Säulen (Pillars) is an extensive organ sonata in three movements. The opening movement picks up a theme from Schönewolf’s Sonata for violin solo, Caritas abundat, transforms it into a space-consuming theme in the pedal and implements it as a passacaglia, then as fugue.
The 130th Psalm (Vulgata: 129th Psalm) belongs to the six penitential psalms and has often been set in notes. The present work begins with a loud, exalted sound of the organ in order to plunge into the depths with this sound.
A solo sonata for violin inevitably draws comparison with Johann Sebastian Bach’s monumental pieces for this instrument.The present work, Caritas abundat, follows in this powerful polyphonic tradition and confronts the musician with considerable technical and musical challenges. The subtitle Song sonata refers to three songs that underlie the three movements of the composition: a medieval chant, a chorale and a folk song.
The Suite for flute solo is a collection of dances with an extensive opening movement in front. Hevel havalim represents a kind of extensive overture. A slow introduction is juxtaposed with a fast section. As a result, the sentence is constantly recomposed from the motifs cut into individual parts.
Songs in PicturesNaturodes in nine pictures, two contemplations and one imprecation for soprano and harp with an exhibition of paintings
“An almost magical experience.” Kölner Stadt-Anzeiger The songs in pictures, a synaesthetic work of art with lyric, painting and music, is an ode to beauty, beauty, as reflected in art, in the aesthetics of philosophy and religion, in the sublime nature.
Schwebungen is a work about flying, hovering and pulls out all the tonal stops – in versions for recorder and saxophone quartet. Desireful, breathy, dragging with cranes, roaming in wild dances, cooing, courtship, flapping wings, plunging down in virtuoso cascades. Chordal cloud clusters, like cotton wool pressing, above them condensation trails of free melodic lines.

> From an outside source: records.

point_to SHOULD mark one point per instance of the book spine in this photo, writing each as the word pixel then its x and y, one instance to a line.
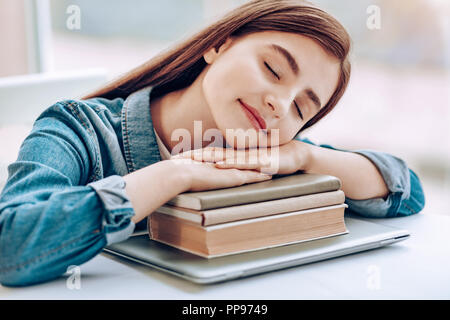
pixel 265 195
pixel 267 208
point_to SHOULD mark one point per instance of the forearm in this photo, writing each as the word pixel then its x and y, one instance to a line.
pixel 359 176
pixel 152 186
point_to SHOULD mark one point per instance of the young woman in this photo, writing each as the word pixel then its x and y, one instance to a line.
pixel 93 169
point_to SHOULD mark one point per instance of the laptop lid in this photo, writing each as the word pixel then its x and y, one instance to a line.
pixel 363 235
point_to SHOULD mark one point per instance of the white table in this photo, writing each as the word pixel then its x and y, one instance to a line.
pixel 418 268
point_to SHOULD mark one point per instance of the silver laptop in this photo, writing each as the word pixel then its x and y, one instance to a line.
pixel 363 235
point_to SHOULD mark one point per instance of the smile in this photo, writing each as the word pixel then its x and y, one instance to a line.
pixel 253 115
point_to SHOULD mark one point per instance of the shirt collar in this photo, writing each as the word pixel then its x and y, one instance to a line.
pixel 139 139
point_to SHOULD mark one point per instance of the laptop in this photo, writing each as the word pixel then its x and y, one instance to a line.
pixel 363 235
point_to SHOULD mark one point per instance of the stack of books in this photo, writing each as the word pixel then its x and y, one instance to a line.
pixel 284 210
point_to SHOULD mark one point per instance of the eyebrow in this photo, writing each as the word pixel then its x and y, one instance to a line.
pixel 295 69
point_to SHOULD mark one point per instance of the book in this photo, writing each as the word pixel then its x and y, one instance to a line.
pixel 254 210
pixel 282 186
pixel 250 234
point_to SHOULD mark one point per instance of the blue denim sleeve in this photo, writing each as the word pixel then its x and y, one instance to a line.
pixel 406 196
pixel 50 216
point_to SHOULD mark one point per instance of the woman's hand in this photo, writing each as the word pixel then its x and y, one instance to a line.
pixel 284 159
pixel 202 176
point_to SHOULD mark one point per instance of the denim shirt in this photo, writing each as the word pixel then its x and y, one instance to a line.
pixel 65 199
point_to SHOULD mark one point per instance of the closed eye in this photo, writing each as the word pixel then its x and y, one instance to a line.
pixel 299 111
pixel 271 70
pixel 276 75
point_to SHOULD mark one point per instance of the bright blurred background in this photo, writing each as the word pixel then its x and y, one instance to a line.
pixel 398 100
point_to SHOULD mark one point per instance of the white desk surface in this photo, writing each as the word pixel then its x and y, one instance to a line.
pixel 418 268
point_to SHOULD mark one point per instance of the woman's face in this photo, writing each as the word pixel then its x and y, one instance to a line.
pixel 252 71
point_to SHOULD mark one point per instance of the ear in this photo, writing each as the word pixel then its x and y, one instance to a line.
pixel 211 55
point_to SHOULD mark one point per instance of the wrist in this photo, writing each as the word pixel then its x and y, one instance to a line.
pixel 181 172
pixel 304 155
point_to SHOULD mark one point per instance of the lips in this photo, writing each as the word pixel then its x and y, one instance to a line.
pixel 254 115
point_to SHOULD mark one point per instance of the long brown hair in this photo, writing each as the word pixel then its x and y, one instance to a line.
pixel 179 66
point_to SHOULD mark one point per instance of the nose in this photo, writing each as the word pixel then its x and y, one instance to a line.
pixel 279 106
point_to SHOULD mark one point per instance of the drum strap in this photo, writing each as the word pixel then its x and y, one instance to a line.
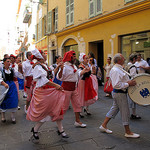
pixel 123 70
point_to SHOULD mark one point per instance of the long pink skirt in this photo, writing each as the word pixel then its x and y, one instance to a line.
pixel 17 86
pixel 81 86
pixel 44 103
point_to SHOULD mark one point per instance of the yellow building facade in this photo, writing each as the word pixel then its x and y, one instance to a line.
pixel 104 27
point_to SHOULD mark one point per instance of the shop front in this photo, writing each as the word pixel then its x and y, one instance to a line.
pixel 136 43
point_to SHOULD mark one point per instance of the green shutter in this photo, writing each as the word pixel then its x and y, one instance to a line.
pixel 49 23
pixel 91 8
pixel 56 19
pixel 67 12
pixel 98 7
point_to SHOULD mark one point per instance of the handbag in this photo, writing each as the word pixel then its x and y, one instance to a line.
pixel 108 87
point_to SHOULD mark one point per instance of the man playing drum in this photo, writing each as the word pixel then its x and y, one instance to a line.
pixel 120 83
pixel 131 68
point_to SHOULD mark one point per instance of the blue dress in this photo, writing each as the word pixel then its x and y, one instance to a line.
pixel 21 83
pixel 11 98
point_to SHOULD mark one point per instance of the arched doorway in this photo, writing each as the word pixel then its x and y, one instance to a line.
pixel 70 43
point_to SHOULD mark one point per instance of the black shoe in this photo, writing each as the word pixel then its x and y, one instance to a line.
pixel 63 134
pixel 135 117
pixel 36 137
pixel 86 111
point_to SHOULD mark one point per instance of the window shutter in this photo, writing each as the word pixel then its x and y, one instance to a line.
pixel 98 7
pixel 49 23
pixel 126 1
pixel 67 12
pixel 41 33
pixel 71 11
pixel 44 25
pixel 39 30
pixel 56 19
pixel 91 8
pixel 36 31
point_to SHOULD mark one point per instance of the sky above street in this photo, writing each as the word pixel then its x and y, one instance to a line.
pixel 8 10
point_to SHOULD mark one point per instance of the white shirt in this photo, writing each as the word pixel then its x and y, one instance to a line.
pixel 17 73
pixel 108 68
pixel 8 72
pixel 118 77
pixel 68 73
pixel 142 63
pixel 40 75
pixel 27 68
pixel 132 70
pixel 1 64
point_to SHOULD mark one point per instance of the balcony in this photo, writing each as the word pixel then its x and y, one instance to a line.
pixel 27 15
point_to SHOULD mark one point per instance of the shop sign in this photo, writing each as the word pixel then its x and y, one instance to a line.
pixel 146 44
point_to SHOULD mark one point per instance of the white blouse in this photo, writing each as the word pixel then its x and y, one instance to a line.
pixel 119 78
pixel 40 75
pixel 108 68
pixel 8 72
pixel 27 68
pixel 68 73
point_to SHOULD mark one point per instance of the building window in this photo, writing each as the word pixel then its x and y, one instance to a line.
pixel 44 25
pixel 127 1
pixel 49 22
pixel 139 43
pixel 36 32
pixel 95 8
pixel 69 12
pixel 52 25
pixel 40 29
pixel 56 19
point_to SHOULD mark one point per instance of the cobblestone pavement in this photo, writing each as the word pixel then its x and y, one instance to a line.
pixel 16 136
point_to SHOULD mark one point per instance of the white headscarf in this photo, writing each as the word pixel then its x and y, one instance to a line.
pixel 81 57
pixel 37 54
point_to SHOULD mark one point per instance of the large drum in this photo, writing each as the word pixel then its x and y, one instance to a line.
pixel 3 92
pixel 140 93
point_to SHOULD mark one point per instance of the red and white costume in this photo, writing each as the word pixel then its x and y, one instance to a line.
pixel 28 73
pixel 87 86
pixel 15 67
pixel 70 78
pixel 47 102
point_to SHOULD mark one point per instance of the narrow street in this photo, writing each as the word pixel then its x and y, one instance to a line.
pixel 16 136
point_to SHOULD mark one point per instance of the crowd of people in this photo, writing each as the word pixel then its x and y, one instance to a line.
pixel 49 90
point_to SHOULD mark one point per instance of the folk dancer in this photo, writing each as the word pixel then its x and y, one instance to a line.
pixel 142 65
pixel 10 102
pixel 55 68
pixel 28 74
pixel 47 100
pixel 131 68
pixel 69 75
pixel 120 83
pixel 87 86
pixel 15 67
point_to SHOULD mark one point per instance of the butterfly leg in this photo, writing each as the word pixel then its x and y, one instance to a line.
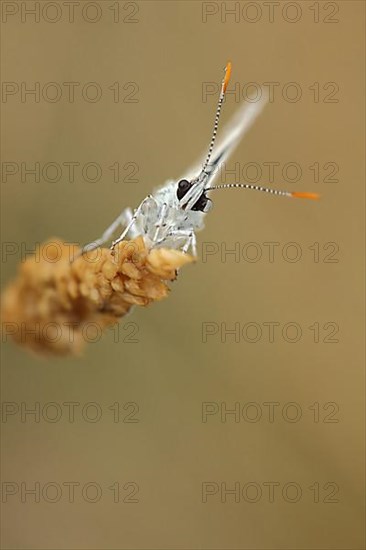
pixel 123 219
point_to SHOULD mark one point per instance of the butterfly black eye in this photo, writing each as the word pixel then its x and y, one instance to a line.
pixel 183 187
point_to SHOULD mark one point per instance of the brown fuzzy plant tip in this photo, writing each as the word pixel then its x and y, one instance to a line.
pixel 48 307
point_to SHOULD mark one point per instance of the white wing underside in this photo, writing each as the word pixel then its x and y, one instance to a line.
pixel 233 132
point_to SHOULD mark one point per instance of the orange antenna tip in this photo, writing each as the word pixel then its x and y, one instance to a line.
pixel 302 195
pixel 227 76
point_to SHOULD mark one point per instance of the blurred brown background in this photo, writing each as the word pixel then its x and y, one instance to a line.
pixel 169 50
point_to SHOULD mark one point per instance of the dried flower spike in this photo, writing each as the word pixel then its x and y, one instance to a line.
pixel 47 307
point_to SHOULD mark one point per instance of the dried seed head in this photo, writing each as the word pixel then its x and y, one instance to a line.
pixel 52 300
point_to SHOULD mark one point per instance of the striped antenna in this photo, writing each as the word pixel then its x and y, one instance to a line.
pixel 224 85
pixel 294 194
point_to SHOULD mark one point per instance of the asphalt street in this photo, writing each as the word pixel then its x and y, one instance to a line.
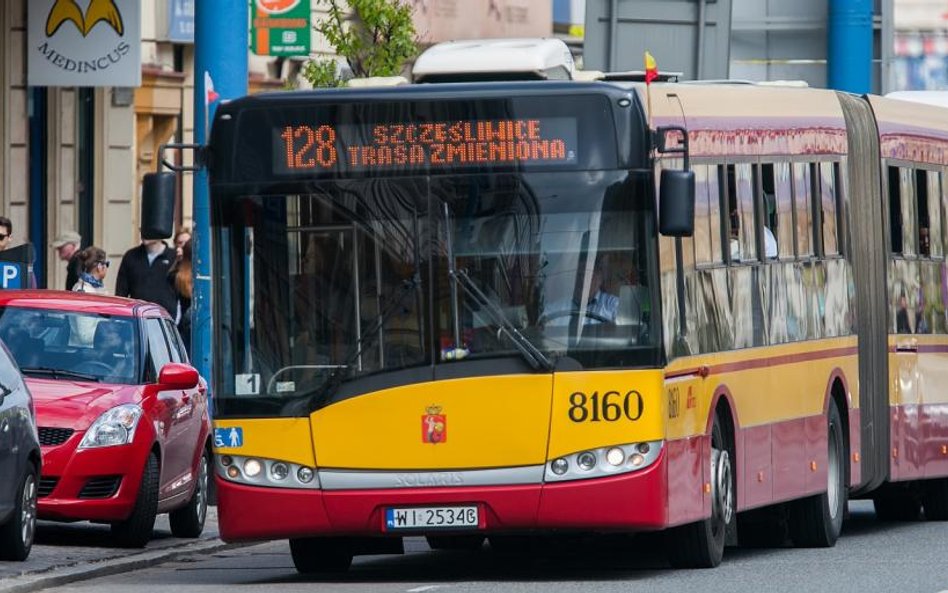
pixel 871 557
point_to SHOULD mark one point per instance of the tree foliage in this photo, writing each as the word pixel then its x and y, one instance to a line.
pixel 376 37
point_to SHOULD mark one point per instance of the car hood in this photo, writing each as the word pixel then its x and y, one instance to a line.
pixel 76 404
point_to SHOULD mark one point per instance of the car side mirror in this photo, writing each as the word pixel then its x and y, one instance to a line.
pixel 676 203
pixel 176 375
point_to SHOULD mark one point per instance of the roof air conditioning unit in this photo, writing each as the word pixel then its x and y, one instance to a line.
pixel 495 59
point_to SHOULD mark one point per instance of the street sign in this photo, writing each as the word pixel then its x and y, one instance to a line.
pixel 280 27
pixel 11 275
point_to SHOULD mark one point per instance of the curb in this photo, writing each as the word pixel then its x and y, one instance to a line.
pixel 57 576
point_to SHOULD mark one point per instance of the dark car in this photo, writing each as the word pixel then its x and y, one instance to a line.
pixel 19 462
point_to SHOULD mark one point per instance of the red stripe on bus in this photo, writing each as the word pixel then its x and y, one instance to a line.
pixel 770 361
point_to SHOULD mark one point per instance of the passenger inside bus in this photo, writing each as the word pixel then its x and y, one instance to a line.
pixel 601 306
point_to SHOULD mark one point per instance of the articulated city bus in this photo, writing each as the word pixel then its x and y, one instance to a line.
pixel 485 310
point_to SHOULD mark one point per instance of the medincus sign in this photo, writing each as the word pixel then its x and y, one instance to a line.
pixel 84 42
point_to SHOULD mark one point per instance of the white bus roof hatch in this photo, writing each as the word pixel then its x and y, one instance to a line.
pixel 495 59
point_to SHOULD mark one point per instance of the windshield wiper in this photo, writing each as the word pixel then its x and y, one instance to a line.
pixel 533 355
pixel 59 373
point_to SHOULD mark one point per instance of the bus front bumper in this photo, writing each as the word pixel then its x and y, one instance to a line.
pixel 629 502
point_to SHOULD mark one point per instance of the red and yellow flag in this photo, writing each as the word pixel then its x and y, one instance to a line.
pixel 651 68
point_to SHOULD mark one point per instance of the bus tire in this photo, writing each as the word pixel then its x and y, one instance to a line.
pixel 904 506
pixel 935 500
pixel 817 521
pixel 701 544
pixel 321 555
pixel 460 543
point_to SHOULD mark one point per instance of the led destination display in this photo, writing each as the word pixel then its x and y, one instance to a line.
pixel 319 147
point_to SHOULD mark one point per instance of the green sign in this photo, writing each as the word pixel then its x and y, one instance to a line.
pixel 280 27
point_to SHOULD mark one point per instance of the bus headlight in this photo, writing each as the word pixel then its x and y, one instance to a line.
pixel 252 468
pixel 559 466
pixel 279 471
pixel 272 473
pixel 618 459
pixel 586 461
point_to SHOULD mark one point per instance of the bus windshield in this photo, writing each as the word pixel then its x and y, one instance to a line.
pixel 362 277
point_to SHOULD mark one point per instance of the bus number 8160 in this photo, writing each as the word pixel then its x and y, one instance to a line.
pixel 611 406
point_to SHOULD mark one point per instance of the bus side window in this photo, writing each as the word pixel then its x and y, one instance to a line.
pixel 924 198
pixel 743 238
pixel 907 191
pixel 708 230
pixel 895 210
pixel 703 229
pixel 936 214
pixel 802 209
pixel 829 206
pixel 783 195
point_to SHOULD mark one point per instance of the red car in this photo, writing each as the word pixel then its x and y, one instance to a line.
pixel 122 416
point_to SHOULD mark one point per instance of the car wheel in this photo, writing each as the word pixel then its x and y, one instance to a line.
pixel 16 535
pixel 188 521
pixel 135 532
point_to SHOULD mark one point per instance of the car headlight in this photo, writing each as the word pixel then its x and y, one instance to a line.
pixel 114 427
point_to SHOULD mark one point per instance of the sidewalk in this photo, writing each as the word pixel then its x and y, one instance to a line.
pixel 69 552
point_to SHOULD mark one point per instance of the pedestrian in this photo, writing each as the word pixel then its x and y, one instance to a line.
pixel 181 237
pixel 143 274
pixel 94 265
pixel 6 231
pixel 67 249
pixel 182 282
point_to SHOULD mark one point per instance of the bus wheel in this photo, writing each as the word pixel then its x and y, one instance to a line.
pixel 816 521
pixel 897 507
pixel 465 543
pixel 935 500
pixel 701 544
pixel 321 555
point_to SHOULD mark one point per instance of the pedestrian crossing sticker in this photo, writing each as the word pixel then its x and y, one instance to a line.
pixel 231 437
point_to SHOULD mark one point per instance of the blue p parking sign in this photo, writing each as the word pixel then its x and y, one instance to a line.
pixel 11 275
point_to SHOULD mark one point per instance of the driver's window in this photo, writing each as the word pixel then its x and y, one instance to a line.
pixel 158 354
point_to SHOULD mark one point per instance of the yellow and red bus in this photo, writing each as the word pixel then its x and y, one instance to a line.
pixel 454 310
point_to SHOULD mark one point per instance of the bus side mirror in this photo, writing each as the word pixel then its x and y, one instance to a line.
pixel 158 190
pixel 676 203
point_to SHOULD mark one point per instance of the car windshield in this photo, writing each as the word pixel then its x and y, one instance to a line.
pixel 73 346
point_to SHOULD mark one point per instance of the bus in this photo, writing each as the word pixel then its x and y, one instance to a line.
pixel 479 307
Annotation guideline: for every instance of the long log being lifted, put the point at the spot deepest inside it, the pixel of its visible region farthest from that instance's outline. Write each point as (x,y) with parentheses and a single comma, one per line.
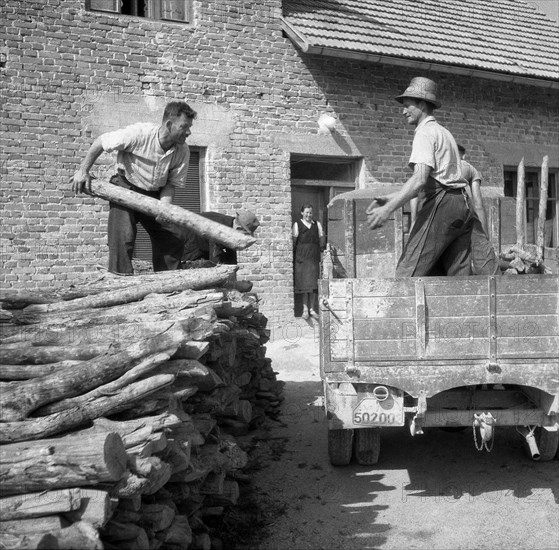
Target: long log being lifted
(195,279)
(171,213)
(21,398)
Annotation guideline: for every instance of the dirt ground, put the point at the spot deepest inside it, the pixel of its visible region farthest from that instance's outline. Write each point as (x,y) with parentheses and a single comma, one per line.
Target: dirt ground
(432,491)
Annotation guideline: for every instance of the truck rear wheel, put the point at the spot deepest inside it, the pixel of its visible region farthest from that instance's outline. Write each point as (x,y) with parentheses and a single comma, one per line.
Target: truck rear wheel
(367,446)
(340,447)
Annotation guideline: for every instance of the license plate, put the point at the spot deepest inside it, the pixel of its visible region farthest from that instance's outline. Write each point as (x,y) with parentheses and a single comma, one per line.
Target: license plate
(372,412)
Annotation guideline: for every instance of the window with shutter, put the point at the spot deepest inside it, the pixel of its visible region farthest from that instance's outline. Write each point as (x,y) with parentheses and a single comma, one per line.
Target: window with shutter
(189,197)
(168,10)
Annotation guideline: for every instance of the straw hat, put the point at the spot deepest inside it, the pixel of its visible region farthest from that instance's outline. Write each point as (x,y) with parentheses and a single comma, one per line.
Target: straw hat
(421,88)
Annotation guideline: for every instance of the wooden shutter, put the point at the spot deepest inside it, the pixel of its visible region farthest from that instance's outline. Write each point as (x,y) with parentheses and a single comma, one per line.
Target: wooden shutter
(187,197)
(105,5)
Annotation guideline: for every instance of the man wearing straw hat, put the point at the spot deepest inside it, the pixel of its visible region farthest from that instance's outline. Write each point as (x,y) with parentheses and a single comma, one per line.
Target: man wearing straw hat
(442,231)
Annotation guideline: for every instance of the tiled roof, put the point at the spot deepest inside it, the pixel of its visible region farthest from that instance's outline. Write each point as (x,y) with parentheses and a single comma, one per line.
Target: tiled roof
(501,36)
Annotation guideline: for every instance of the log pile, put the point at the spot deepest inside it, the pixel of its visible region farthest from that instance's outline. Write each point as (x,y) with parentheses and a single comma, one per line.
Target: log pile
(122,408)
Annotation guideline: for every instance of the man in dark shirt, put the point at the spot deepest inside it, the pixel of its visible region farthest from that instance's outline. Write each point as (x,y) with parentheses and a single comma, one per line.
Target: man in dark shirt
(200,248)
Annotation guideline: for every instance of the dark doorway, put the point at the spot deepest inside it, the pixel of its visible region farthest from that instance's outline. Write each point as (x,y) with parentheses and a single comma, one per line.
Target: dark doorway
(316,181)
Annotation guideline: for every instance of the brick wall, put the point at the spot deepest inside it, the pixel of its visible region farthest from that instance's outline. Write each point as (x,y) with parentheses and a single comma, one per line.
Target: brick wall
(71,74)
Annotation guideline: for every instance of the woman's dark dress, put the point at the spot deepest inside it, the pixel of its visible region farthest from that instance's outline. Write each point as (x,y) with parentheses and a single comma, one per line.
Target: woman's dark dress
(307,258)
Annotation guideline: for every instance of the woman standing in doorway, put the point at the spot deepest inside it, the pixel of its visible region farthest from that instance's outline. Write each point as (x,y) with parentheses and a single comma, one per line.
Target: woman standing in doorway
(308,239)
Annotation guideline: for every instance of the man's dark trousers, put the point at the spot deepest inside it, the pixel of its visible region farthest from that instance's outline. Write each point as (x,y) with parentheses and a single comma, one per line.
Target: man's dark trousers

Following the extremely arduous and protracted work of composing the Concerto for String Quartet SOLO, this piece was initially conceived as a short and simple work for flute, viola and harp—an instrumentation which preoccupied Debussy among others in one of his late works.
The apparent oxymoron in the title of String Quartet No. 2 refers to a formal peculiarity of the work: four of its five movements end in a solo cadenza for one of the instruments—the fifth movement opens with this cadenza—which forms a recurring theme throughout the work.
Today an increasing number of church choirs are lamenting the lack of male voices. The present Chorbuch a tre addresses this situation with 160 three-part settings. The collection, designed for ecumenical use, offers a broad selection of choral settings for the church year, times of the day, praise and thanks, the Ordinary, etc.